賃貸物件を売却する際に注意すべき事 (借主の属性)
賃貸物件の売却に係る問題。買主は、借主が暴力団関係者ではないかと疑念をもっており、調べたところ、明確にそのような事実はないが、やや粗暴な行動をする人物であることが判明した。このような事情を売買時に買主に情報提供しなけらばならないか。情報提供しない場合、後から責任が問われることはあるか。
買主が物件購入の決定に係る重要な事実として借主の属性を挙げており、業者として知り得た情報がある以上、宅建業法47条に基づき情報提供すべきである。その上で、買主の判断にゆだねることになる。この点が不十分な場合、宅建業法47条違反や、それに基づく民事上の責任があったとして、訴訟リスクを抱えることになるので注意が必要である。
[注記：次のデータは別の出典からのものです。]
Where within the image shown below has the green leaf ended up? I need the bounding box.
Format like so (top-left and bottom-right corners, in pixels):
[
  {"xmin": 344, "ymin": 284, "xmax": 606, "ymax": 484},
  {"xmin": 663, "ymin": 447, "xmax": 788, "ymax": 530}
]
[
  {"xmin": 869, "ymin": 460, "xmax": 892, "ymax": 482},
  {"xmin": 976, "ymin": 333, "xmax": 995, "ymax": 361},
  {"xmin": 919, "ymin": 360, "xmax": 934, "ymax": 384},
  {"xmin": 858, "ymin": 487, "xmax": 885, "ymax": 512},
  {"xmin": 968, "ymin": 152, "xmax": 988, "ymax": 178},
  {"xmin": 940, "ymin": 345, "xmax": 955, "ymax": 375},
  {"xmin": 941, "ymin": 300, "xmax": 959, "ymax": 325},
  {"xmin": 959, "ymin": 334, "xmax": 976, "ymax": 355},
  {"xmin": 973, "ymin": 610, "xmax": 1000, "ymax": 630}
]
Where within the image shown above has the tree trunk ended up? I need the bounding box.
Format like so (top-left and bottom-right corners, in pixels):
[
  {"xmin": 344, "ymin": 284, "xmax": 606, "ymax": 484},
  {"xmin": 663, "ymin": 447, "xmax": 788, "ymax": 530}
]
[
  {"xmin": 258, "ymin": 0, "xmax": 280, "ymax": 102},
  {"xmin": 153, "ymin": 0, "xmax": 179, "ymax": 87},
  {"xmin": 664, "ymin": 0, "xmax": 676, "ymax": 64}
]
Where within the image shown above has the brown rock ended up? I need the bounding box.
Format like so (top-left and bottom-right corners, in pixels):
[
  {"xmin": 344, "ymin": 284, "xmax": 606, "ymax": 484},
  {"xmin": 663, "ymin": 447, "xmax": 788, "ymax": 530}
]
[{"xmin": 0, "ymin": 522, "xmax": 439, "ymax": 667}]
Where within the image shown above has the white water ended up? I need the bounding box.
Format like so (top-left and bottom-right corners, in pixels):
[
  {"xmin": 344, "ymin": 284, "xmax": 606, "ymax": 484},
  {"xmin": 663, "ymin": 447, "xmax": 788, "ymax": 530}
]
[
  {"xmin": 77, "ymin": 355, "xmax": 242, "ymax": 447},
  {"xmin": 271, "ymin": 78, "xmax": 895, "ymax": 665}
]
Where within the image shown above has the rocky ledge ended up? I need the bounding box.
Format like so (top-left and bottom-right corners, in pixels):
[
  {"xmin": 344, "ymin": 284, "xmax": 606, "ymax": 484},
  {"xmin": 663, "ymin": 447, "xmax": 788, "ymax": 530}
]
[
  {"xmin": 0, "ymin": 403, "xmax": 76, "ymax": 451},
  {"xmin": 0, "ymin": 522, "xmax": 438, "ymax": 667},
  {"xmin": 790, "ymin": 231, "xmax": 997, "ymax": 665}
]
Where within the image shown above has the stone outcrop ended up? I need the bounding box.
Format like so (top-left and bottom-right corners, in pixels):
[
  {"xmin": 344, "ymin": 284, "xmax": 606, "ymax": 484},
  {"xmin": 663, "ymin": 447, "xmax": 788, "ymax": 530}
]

抵当権設定された建物の賃貸借契約における注意 (説明義務違反による競売)
抵当権が設定されている建物の賃貸借契約の仲介をした後に当該建物が競売に付されて、第三者が競落した。この場合において、仲介業者が当該賃貸借建物の仲介の際に当該建物に抵当権が設定されていることを説明していなかった場合、当該業者は損害賠償責任を負うのか。
「当該(中略)建物の上に存する登記された権利の種類及び内容並びに登記名義人(以下略)」は重要事項の説明事項である。(業法35条)。したがって、賃貸借契約時に抵当権実行の現実的可能性があった場合、当該借主に損害が生じたときには、当該業者は損害賠償責任を負う事となる。
地方自治体の条例を確認せずに媒介したことによる損害の責任は
古い木造3階建ての物件(店舗)の賃貸を媒介したが、現在の条例のもとでは3階部分は店舗として利用できないとの指摘が行政からなされた。媒介に際して条例まで確認しておらず、当該制約につき重要事項説明をしていなかった。この場合、媒介の立場に法的責任は生じるのか。
宅建業法35条以外の事由でも、あらかじめ店舗として利用することを前提で賃貸借を媒介する際には、当該目的に利用することにつき法律上の制約の有無があるかどうかを条例レベルまで含めて調査し説明する義務があるとする判例がある。したがって、本件についても法的な責任は発生しうる可能性が高いといわざるを得ない。
貸主が風営法違反の容疑で逮捕された事実は重要事項説明・告知の必要はあるのか。
質問の事実は、宅建業法35条中には規定がなく、また賃貸借契約の目的たる建物に関する事項でもないことから、当該事実は説明・告知義務を負う事実はなく、借主から当該事実の有無に関心が示された場合以外は、借主に対し、重要事項説明・告知する必要はないと考える。
未成年契約における注意点
16歳の未成年を借主とする契約をすることになった。どのような点に気をつければよいか。
親権者(通常は両親)を代理人として契約すべきである。(親権者の同意を得る方法もあるが、それも書面で同意を得るべきであるから、代理人として契約する方が簡便である。)